I remember the joy of a rare pudding cup in my lunch box. There was the surprise of first seeing it, the anticipation of dipping your spoon in for the first time, as well as the fun of the little plastic cup with peel-back top. And let’s not discount the thrill of having a treat that your classmates don’t.
But I also remember the letdown that I experienced upon discovering that store bought foods were not nearly as wonderful as their commercials led you to believe. My first spoonful of tub frosting haunted me for years, spoiled as I was by my mother’s buttercream. I was also trying to avoid overly-processed foods.
So that day I told him that I would make some chocolate pudding for his lunches. I envisioned providing little cups of homemade goodness that would make classmates jealous as well as affirm me as a Good Mother.
Did I get busy when we got home fulfilling this fantasy so that he would have them that upcoming week? No, I actually forgot all about my promise. With our oldest age twelve and our sixth child at three and a half months old, I really felt a trip to the grocery store having all of Momma’s semi-conscious attention was the most I had to give to Joshua that day. Sometimes even the deepest of human love is hard to see.
That was Saturday. Within a few days, our world had turned upside down.
On Tuesday evening, September 22 our youngest son, Jeremiah left us for Heaven. There was no warning, no way to prepare. In a moment, we had left the familiar path of raising six rowdy kids, and were suddenly groping along a dark and scary canyon we had never anticipated. We mourned our son alongside five children who were mourning their brother.
I have so much to tell you about the moments and months that followed, but for now let’s talk pudding
Our friends, neighbors and church family did all they could to try and help us on this new journey. I know that most of them longed for God to comfort us through their actions, whether that was doing our laundry, taking the kids for a fun afternoon or bringing food. There was a lot of food. As someone who enjoys cooking for others, I understand the hope that somehow your casserole will ease another’s burden or at least provide some small comfort in a hard time.
On that Thursday a neighbor we barely knew came to the door. She had a huge box in her hands, her contribution. Inside were two large dishes of casserole, two bags of salad mix and two boxes of pudding cups. Chocolate, just like Joshua had requested.

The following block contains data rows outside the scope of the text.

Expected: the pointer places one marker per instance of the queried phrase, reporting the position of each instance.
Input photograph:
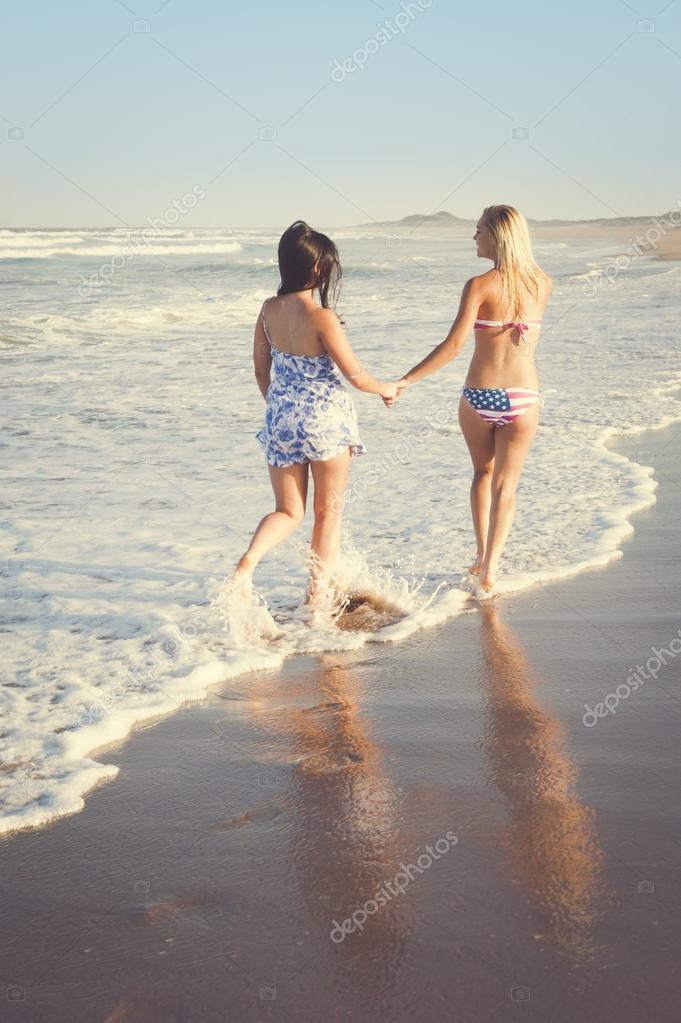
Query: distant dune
(624, 230)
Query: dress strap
(267, 332)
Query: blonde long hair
(512, 254)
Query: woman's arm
(337, 347)
(455, 340)
(262, 357)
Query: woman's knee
(504, 487)
(294, 513)
(483, 474)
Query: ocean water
(133, 479)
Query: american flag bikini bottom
(498, 405)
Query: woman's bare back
(292, 324)
(503, 357)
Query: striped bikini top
(520, 325)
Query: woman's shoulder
(325, 318)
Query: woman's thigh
(290, 488)
(330, 481)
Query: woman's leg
(480, 438)
(290, 493)
(511, 445)
(330, 479)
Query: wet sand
(201, 885)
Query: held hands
(393, 391)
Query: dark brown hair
(309, 260)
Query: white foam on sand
(138, 482)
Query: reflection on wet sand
(552, 836)
(345, 841)
(343, 820)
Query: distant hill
(445, 219)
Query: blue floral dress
(310, 416)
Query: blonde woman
(499, 406)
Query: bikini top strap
(267, 332)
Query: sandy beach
(527, 860)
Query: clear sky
(565, 109)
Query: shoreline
(196, 686)
(215, 866)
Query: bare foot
(477, 565)
(488, 582)
(244, 570)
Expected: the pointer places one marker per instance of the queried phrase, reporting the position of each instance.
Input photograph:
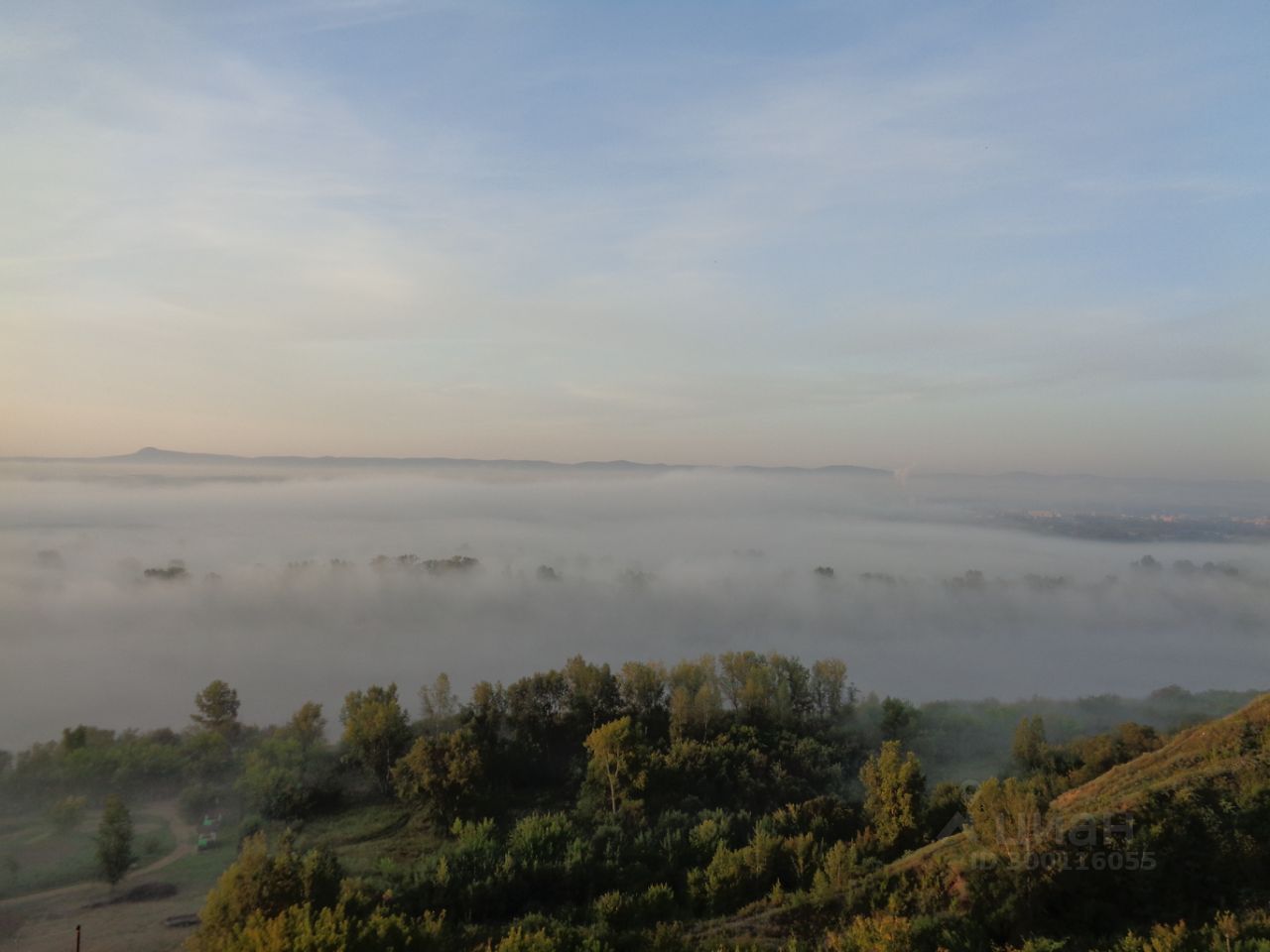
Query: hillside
(1230, 752)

I knew why they were there. As soon as I put the box down, I grabbed the pudding and went to find Joshua.
I got right down to his eye level and said, “Joshua, God loves you! You wanted pudding cups and Momma didn’t provide them. Today He wants you to know that He knows your needs and will always give you what you need. This pudding is a gift from God for you. He wants you to know that He loves you!”

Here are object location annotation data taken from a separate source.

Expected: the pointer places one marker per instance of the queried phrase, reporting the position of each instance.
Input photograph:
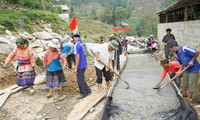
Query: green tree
(121, 14)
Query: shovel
(172, 79)
(109, 69)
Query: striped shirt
(184, 56)
(173, 67)
(25, 58)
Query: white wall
(186, 33)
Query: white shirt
(104, 55)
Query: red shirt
(173, 67)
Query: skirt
(25, 78)
(54, 79)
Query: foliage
(30, 20)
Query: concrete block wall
(186, 33)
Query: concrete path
(140, 101)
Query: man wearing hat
(117, 52)
(172, 67)
(51, 61)
(165, 40)
(103, 52)
(81, 64)
(186, 56)
(68, 50)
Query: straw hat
(163, 61)
(114, 44)
(54, 44)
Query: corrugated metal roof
(177, 5)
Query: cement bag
(40, 79)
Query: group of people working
(186, 65)
(74, 50)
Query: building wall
(186, 33)
(64, 16)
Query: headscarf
(22, 41)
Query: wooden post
(167, 17)
(186, 16)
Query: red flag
(118, 29)
(73, 24)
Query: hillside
(22, 19)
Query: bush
(56, 9)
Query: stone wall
(186, 33)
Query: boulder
(43, 35)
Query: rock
(92, 110)
(58, 108)
(39, 79)
(47, 117)
(55, 35)
(8, 32)
(27, 35)
(91, 79)
(43, 35)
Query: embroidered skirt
(53, 79)
(25, 78)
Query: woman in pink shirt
(172, 67)
(26, 63)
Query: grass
(30, 21)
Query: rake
(171, 79)
(110, 68)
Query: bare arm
(77, 63)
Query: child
(51, 61)
(172, 67)
(103, 52)
(186, 56)
(26, 64)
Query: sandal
(157, 86)
(49, 95)
(32, 91)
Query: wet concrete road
(140, 101)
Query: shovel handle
(172, 79)
(109, 68)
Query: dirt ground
(23, 106)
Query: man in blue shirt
(81, 64)
(68, 50)
(186, 56)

Now, I’m sure our neighbor assumed all little kids would love pudding cups. It’s not as if she heard the voice of God telling her that the Martins must be freed from their longing for pudding. “Let those pudding cups go!”
God led her to bring them because He knew Joshua needed assurance that He was still loving him even though life had become scary, uncertain, unpredictable. At six years old love needs to be extremely practical for you to be sure of it. Maybe that’s true at forty-six, as well, come to think of it.

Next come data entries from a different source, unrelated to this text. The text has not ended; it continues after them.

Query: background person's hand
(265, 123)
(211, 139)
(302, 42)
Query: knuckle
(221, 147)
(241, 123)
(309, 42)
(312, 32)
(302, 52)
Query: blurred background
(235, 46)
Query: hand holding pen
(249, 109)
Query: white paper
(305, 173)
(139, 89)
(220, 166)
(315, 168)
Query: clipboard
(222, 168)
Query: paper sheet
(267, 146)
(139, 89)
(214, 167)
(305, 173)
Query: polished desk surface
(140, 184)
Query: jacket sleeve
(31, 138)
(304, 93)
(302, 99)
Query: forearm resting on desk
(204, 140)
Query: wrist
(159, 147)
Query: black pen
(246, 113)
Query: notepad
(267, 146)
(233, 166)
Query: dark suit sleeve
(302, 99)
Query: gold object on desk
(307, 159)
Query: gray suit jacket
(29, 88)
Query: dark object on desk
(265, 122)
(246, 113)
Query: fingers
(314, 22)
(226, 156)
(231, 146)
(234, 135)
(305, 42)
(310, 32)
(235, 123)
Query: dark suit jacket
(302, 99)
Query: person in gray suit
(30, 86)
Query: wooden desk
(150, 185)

Over the coming weeks and years God showed up again and again to whisper His love to each of us individually and as a family. While the pain was sometimes an engulfing tidal wave, I always knew God was near. It is difficult to feel forsaken for long when confronted with the reality of five beautiful, healthy children on a daily basis. And God knew that helping them to process and heal and trust again would heal me as well.
Let me be clear: That Amazing Love does not end the pain of loss. A song, a memory, a baby’s sweet round cheek can still bring tears to my eyes and longing to my heart. What the Love does though, is remind me that I am not abandoned. My mantra in those days was this: What I know about God helps me with what I don’t know. Knowing He loves me, He is good, He is in control helps ease the pain of losing Jeremiah so soon.
It also helps me ask better questions.
I think we all instinctively want to know why hard things happen to us. But how often do we ask why good things happen to us?
And, as we were encouraged by a friend in the very early days, “What now, Lord?” We decided to watch for what God was doing around and through us and be content in the knowledge that He was at work and had not forgotten us. Like Pudding Cups from Heaven, God whispered His love to us by helping us see good things He was doing because we had to say good-bye to our son for a little while. His love was and is very practical and very personal.
Today I still listen for God’s whispers of Love. I seek every day to abide in His Presence – really live there. Some days it’s easier than others. But telling His stories, sharing His love with others is my way of reminding myself as well.